San Marino flung down their quintet at the back and quartet in midfield with Andy Selva, their 38-year-old captain on his 67th cap, a token presence near the halfway line. For a while, those in blue blunted the home side’s threat through sheer weight of numbers, clogging up the play with bodies. Yet an amateurish mistake had undermined a part-time team before the half-hour and that was effectively that.

Hodgson, had demanded tempo and zip in the pass, some effervescence to maintain the momentum from that impressive victory in Switzerland last month in the only relatively daunting fixture Group E had conjured.

He had retained his diamond formation, albeit with James Milner preferred at the base rather than Jack Wilshere - in itself a mildly surprising decision in that the Arsenal player might have benefited from game-time in the deeper role if that is, indeed, to be his future - and the onus on movement and pace to unnerve the joint-worst side in the international game. There were times when his team responded in the early stages when the visitors were at their freshest, as Raheem Sterling scuttled into space or Wilshere fed the ball wide to an overlapping Kieran Gibbs, on a first start in almost four years. The Arsenal left-back provided some width and quality down that flank.

In contrast Gibbs’ club-mate, Calum Chambers, struggled on the opposite flank on his first senior start with the team’s passing too ponderous. The hosts needed swifter transition and better incision down the wings to slice these rivals apart, with Hodgson wearing a scowl for most of the opening period as his team ran aground. The victory was never in doubt, but the convincing nature of the thrashing was threatened.

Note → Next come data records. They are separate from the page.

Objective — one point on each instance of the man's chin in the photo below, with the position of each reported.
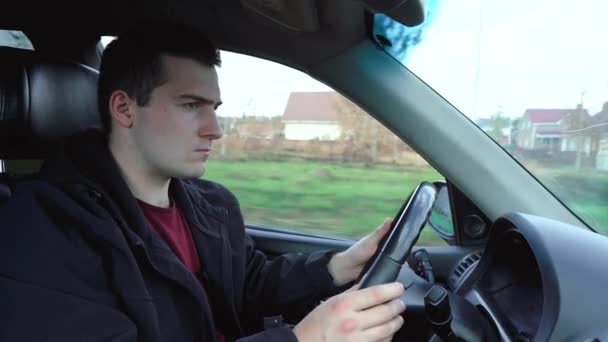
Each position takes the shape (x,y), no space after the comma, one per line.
(197,172)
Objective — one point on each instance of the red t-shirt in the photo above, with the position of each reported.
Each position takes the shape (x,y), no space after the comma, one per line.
(171,225)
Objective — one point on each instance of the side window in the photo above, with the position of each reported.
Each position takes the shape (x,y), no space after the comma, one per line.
(300,156)
(16,39)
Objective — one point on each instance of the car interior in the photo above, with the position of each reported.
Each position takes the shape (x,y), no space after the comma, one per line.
(520,265)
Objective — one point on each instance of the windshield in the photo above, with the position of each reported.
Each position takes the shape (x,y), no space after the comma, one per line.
(533,75)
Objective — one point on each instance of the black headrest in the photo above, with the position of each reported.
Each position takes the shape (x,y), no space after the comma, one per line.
(41,101)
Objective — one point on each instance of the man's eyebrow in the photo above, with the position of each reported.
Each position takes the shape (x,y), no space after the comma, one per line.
(200,99)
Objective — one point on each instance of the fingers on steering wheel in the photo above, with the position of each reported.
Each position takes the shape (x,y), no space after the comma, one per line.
(381,314)
(375,295)
(384,331)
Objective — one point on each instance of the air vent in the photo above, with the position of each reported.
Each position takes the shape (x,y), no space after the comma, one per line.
(464,267)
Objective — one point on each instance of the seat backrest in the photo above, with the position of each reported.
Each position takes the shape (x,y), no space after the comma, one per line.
(42,100)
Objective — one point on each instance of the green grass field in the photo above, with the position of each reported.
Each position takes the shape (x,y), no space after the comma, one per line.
(317,197)
(584,191)
(349,200)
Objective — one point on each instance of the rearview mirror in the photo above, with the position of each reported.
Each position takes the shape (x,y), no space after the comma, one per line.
(441,214)
(409,12)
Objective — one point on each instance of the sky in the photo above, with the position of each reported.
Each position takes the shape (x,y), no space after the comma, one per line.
(481,55)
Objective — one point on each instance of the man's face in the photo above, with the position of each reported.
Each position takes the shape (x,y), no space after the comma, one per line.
(174,131)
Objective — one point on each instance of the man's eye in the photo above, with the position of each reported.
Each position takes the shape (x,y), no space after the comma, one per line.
(192,105)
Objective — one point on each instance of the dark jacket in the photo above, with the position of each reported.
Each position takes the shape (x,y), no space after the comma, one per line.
(78,262)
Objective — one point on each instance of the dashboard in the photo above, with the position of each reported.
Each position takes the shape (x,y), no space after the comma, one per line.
(540,280)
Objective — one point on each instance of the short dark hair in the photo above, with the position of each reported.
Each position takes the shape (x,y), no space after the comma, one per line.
(133,62)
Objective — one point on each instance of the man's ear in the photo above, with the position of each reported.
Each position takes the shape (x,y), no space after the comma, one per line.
(122,108)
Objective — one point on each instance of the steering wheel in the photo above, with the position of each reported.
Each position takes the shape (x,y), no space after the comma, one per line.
(395,247)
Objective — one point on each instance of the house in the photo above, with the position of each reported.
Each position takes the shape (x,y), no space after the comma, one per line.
(311,115)
(258,127)
(544,129)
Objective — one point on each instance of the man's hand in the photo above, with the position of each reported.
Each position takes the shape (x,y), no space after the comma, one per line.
(346,266)
(371,314)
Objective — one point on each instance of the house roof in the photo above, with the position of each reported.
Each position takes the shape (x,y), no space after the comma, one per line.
(546,115)
(312,106)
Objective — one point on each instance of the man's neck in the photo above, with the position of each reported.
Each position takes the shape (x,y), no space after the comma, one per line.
(143,183)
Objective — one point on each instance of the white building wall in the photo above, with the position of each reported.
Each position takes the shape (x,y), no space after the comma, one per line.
(310,131)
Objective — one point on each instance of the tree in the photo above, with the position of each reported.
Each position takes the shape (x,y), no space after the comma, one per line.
(498,123)
(574,125)
(362,132)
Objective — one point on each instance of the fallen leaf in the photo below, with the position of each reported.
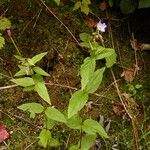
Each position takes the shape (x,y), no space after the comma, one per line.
(3,133)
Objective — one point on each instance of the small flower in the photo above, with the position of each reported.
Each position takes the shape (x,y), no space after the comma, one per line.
(101,26)
(9,32)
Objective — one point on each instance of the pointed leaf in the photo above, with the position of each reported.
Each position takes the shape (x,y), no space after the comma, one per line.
(55,114)
(105,53)
(95,80)
(48,123)
(86,71)
(45,137)
(88,141)
(26,81)
(40,71)
(38,57)
(21,72)
(74,147)
(32,108)
(40,88)
(74,122)
(77,102)
(54,142)
(92,127)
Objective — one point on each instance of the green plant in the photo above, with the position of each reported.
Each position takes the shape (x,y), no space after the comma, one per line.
(129,6)
(4,24)
(83,5)
(90,81)
(30,77)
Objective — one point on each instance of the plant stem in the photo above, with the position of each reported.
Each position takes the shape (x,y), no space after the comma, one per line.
(15,45)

A pair of Milner corners delivered the lead. The first was met by Phil Jagielka, who was permitted to loop a free header into the gaping net after Simoncini tripped over his team-mate Luca Tosi’s foot in the six-yard box. The goalkeeper’s suggestion he had been fouled by an England player was about as comical as his attempt to claim the centre. Selva was just as panicked three minutes from the interval as he swung a boot at a high ball and caught Wayne Rooney in the face. The captain converted the penalty with glee.

This was all vaguely familiar. It had taken 35 minutes to deflate San Marino’s resolve two years ago in World Cup qualifying, the haul eventually swollen to five against tiring legs. The introduction of Alex Oxlade-Chamberlain and Adam Lallana at the interval, with Wilshere dropping deeper, injected more energy and urgency into the performance and a team who have won only once in 124 international fixtures duly wilted.

Lallana was busy in possession and had a goal incorrectly chalked off for offside, but Oxlade-Chamberlain’s first real involvement was to embarrass Manuel Battistini and centre for Danny Welbeck, another of the five Arsenal players on the pitch at the time, to convert at the near-post. The GBP16m signing from Manchester United now boasts 11 goals for his country, the same tally as Sir Stanley Matthews.

The rat-a-tat of chances was extended to the end, even if Simoncini denied Rooney when he over-elaborated, with England greedy for late rewards. Another substitute, Andros Townsend,grew tired of all the intricate passing and skimmed a shot in from distance beyond the goalkeeper at his near post.

The hosts’ fifth was another of the minnows’ self-inflicted wounds, Alessandro Della Valle deflecting Rooney’s cross into his own net, and England declared thereafter almost out of pity. Enough was enough. On to Tallinn.